Virgin Galactic is taking its first space tourists on a rocket ship ride after years of delays, including one passenger who bought his ticket 18 years ago and a mother-daughter duo from the Caribbean.
The rocket-powered plane was carried aloft Thursday morning from Spaceport America in the New Mexico desert. The flight plan called for the plane to be released about an hour later and fire its rocket to reach the edge of space. If all goes well, Richard Branson’s company will begin offering monthly trips to customers on its winged space plane, joining Jeff Bezos’ Blue Origin and Elon Musk’s SpaceX in the space tourism business.
Virgin Galactic passenger Jon Goodwin, who was among the first to buy a ticket in 2005, said he had faith that he would someday make the trip. The 80-year-old British Olympian – he competed in canoeing in 1972 – has Parkinson’s disease and wants to be an inspiration to others.
“I hope it shows them that these obstacles can be the start rather than the end to new adventures,” he said in a statement.
Goodwin has said he paid $200,000 for his ticket. The cost is now $450,000.
He’ll be joined by sweepstakes winner Keisha Schahaff, 46, a health coach from Antigua, and her daughter, Anastatia Mayers, 18, student at Scotland’s University of Aberdeen. Also aboard the plane-launched craft, which glides to a space shuttle-like landing: two pilots and the company’s astronaut trainer.

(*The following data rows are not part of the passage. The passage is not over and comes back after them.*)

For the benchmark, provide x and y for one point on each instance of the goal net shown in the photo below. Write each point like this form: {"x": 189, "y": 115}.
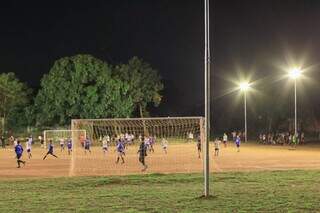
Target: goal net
{"x": 173, "y": 144}
{"x": 56, "y": 136}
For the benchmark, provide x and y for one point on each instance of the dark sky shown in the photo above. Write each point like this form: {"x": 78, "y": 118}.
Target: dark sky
{"x": 251, "y": 37}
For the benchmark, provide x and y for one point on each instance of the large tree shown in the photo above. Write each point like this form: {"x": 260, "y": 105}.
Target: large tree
{"x": 14, "y": 98}
{"x": 144, "y": 83}
{"x": 81, "y": 87}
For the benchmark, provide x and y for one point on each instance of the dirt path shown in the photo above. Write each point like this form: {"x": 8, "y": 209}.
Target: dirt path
{"x": 180, "y": 158}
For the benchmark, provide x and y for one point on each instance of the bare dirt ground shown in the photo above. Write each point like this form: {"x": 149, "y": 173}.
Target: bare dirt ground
{"x": 181, "y": 158}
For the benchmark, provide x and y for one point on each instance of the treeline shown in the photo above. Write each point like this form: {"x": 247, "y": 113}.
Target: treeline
{"x": 80, "y": 86}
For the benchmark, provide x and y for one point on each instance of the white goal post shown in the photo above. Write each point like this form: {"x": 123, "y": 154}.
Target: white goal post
{"x": 180, "y": 133}
{"x": 58, "y": 134}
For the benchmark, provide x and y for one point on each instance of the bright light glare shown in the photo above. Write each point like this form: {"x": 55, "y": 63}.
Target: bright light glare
{"x": 295, "y": 73}
{"x": 244, "y": 86}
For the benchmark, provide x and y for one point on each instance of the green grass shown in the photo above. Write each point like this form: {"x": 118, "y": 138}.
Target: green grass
{"x": 281, "y": 191}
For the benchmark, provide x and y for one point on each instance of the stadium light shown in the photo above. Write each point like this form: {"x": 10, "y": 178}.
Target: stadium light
{"x": 294, "y": 74}
{"x": 245, "y": 86}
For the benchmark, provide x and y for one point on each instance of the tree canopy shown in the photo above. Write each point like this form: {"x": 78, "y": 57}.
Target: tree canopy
{"x": 14, "y": 98}
{"x": 144, "y": 83}
{"x": 81, "y": 87}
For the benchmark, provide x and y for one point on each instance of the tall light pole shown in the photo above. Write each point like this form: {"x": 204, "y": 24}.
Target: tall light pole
{"x": 207, "y": 97}
{"x": 244, "y": 88}
{"x": 294, "y": 74}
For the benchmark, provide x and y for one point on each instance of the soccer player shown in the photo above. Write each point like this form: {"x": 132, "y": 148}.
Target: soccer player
{"x": 61, "y": 141}
{"x": 216, "y": 147}
{"x": 225, "y": 139}
{"x": 69, "y": 146}
{"x": 50, "y": 150}
{"x": 164, "y": 144}
{"x": 28, "y": 147}
{"x": 120, "y": 150}
{"x": 87, "y": 144}
{"x": 152, "y": 141}
{"x": 190, "y": 137}
{"x": 19, "y": 150}
{"x": 142, "y": 154}
{"x": 199, "y": 146}
{"x": 105, "y": 144}
{"x": 238, "y": 142}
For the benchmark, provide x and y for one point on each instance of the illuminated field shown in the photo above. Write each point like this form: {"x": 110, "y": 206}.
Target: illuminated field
{"x": 181, "y": 158}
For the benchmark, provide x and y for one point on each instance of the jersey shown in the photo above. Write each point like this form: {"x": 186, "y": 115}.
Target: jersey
{"x": 50, "y": 148}
{"x": 238, "y": 141}
{"x": 225, "y": 137}
{"x": 28, "y": 145}
{"x": 217, "y": 144}
{"x": 120, "y": 147}
{"x": 18, "y": 149}
{"x": 69, "y": 144}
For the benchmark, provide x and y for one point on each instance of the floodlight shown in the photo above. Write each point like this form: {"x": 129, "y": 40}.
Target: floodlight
{"x": 295, "y": 73}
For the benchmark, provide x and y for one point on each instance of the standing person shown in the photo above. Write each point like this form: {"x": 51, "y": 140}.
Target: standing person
{"x": 19, "y": 150}
{"x": 69, "y": 146}
{"x": 87, "y": 145}
{"x": 105, "y": 145}
{"x": 225, "y": 139}
{"x": 120, "y": 150}
{"x": 164, "y": 144}
{"x": 41, "y": 141}
{"x": 234, "y": 135}
{"x": 50, "y": 150}
{"x": 217, "y": 147}
{"x": 190, "y": 137}
{"x": 28, "y": 147}
{"x": 238, "y": 142}
{"x": 142, "y": 154}
{"x": 3, "y": 142}
{"x": 199, "y": 146}
{"x": 61, "y": 141}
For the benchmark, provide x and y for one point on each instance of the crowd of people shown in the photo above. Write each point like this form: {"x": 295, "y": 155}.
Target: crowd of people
{"x": 284, "y": 138}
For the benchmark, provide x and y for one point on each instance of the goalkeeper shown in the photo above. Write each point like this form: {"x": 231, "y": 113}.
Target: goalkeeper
{"x": 142, "y": 155}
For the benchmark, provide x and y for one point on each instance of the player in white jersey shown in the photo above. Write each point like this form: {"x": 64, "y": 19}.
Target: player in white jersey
{"x": 28, "y": 147}
{"x": 61, "y": 142}
{"x": 217, "y": 147}
{"x": 105, "y": 144}
{"x": 225, "y": 139}
{"x": 164, "y": 144}
{"x": 190, "y": 137}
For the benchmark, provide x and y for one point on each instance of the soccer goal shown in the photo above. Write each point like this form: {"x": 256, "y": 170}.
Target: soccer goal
{"x": 63, "y": 134}
{"x": 176, "y": 145}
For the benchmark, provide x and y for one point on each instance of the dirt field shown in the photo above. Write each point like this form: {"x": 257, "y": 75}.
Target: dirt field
{"x": 180, "y": 158}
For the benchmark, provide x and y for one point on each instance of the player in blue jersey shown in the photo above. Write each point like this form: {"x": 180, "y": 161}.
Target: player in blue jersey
{"x": 69, "y": 146}
{"x": 142, "y": 155}
{"x": 87, "y": 144}
{"x": 199, "y": 146}
{"x": 238, "y": 142}
{"x": 19, "y": 150}
{"x": 50, "y": 150}
{"x": 120, "y": 150}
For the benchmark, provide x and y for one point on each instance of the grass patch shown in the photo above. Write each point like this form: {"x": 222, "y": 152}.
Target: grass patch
{"x": 269, "y": 191}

It will be Virgin Galactic’s seventh trip to space since 2018, the first with a ticket-holder. Branson, the company’s founder, hopped on board for the first full-size crew ride in 2021. Italian military and government researchers soared in June on the first commercial flight. About 800 people are currently on Virgin Galactic’s waiting list, according tothe company.
Virgin Galactic’s rocket ship launches from the belly of an airplane, not from the ground, and requires two pilots in the cockpit. Once the mothership reaches nearly 50,000 feet (10 miles or 15 kilometers), the space plane is released and fires its rocket motor to make the final push to just over 50 miles (80 kilometers) up. Passengers can unstrap from their seats, float around the cabin for a few minutes and take in the sweeping views of Earth, before the space plane glides back home and lands on a runway.